Sarah gave him a brave smile. “I’ll try.”

Longarm winked at her. “You’re doing fine. By the way, I never did tell you what a good job you did getting me that stuff and then getting Miguel to come to the room. What did you tell him anyway?”

She smiled at Longarm, looking pleased with herself. “I knew he loved to gamble so I told him you had some money and that you were bored and wanted to play cards for money.”

Longarm laughed. He said, “That was good thinking.”

“Oh, but it was frightening.” She shook her head in distress.

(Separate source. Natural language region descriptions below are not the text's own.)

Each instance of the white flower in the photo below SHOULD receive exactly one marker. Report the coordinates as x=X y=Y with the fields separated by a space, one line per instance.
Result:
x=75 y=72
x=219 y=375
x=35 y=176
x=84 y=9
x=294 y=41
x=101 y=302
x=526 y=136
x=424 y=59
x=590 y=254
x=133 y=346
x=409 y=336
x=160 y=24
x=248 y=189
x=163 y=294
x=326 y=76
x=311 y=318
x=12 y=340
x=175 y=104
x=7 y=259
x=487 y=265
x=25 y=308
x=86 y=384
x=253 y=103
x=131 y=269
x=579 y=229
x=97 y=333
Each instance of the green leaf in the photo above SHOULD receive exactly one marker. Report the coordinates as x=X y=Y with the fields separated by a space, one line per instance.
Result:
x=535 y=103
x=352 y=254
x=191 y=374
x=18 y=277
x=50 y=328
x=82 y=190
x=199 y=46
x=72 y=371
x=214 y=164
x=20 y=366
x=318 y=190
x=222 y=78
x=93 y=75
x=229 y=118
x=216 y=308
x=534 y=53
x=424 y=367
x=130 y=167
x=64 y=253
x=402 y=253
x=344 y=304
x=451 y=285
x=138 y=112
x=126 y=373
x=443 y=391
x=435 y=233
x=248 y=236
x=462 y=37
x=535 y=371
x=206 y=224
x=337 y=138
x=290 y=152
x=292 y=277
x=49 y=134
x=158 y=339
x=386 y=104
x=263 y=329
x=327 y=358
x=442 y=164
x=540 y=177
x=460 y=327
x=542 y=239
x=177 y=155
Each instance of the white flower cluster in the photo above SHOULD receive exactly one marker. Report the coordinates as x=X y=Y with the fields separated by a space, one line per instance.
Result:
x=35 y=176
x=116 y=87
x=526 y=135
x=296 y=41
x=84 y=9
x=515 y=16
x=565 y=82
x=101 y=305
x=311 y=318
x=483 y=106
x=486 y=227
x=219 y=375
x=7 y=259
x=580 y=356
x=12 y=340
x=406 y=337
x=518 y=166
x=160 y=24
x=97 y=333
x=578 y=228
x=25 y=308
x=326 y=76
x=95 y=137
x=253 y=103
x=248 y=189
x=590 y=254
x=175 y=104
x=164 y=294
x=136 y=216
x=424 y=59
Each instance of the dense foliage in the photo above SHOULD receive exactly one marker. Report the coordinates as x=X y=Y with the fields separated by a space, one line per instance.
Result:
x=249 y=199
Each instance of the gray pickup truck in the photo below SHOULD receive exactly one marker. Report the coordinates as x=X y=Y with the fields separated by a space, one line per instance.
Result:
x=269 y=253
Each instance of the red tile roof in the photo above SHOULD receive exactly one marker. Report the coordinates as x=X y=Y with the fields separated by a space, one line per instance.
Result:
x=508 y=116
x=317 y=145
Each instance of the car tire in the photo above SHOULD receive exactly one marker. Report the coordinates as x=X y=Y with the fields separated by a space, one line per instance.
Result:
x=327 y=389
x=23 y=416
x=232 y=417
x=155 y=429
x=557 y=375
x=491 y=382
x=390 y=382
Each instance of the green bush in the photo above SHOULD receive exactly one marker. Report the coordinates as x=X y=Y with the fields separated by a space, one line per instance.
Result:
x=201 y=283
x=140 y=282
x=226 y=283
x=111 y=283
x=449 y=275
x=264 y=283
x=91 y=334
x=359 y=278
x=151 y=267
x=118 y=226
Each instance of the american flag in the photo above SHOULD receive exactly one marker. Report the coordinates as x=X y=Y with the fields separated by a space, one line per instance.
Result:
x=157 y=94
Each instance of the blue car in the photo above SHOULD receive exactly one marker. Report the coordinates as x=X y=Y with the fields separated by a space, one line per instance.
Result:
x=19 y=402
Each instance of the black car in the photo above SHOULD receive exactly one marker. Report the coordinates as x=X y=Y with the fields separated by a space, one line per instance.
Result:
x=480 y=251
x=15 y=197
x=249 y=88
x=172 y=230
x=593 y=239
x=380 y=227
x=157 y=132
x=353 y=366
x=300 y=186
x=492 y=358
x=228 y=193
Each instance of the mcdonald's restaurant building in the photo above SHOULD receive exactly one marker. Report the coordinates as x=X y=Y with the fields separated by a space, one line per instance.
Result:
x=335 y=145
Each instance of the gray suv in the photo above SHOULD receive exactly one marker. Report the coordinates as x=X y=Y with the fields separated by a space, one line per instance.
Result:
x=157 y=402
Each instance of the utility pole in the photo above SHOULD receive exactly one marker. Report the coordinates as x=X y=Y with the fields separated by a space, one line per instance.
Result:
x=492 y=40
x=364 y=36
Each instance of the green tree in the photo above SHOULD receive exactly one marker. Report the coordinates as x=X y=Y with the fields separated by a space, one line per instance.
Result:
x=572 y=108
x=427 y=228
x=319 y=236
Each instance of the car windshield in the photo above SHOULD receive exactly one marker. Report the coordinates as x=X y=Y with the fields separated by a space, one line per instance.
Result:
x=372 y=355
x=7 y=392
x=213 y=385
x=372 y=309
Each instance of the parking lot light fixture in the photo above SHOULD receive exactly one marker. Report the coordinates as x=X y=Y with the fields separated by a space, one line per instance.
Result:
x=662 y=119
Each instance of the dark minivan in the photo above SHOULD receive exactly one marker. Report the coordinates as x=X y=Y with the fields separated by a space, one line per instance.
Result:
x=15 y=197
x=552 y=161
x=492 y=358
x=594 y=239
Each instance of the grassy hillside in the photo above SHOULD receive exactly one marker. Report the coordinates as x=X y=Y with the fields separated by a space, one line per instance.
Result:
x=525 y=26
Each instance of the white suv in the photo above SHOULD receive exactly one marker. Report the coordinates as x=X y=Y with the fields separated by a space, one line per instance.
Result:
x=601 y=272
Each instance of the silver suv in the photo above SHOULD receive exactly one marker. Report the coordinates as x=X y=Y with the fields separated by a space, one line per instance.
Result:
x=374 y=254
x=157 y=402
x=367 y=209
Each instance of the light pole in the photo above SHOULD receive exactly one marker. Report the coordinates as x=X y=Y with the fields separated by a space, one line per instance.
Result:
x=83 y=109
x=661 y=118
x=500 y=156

“You mean the bomb?” he asked.

She said, “Especially that.” She shuddered. “It was the first time I have ever seen anyone killed.” She looked over at Longarm. “What does it feel like to kill someone?”

He turned his face forward. He said, “It ain’t something you can describe and it really ain’t something that ought to be described. Trust me, there ain’t no pleasure to it, no matter who the hombre is.”

“I think Richard likes it,” she said.

“Why?”

“Because he’s told me about having people killed and he giggles.”

“Giggles?”

“Yes, like a schoolgirl.”

Longarm whistled. He said, “Judge Harding is quite a fellow, isn’t he?”

She said with a tone in her voice he couldn’t quite place, “If you only knew. Oh, how blind I was. He was so handsome, so dashing, so charming.”

“How long did that last?”

“It seemed like one day. As soon as we got to the border, he changed instantly.”

“What did he want with you, then, if he was going to be cruel to you?” asked Longarm.

She smiled bleakly. “I used to be pretty—very pretty. I used to be the belle of the ball. He liked to show me off, but that was all, show me off.”

Longarm said, “I see.” He didn’t say any more.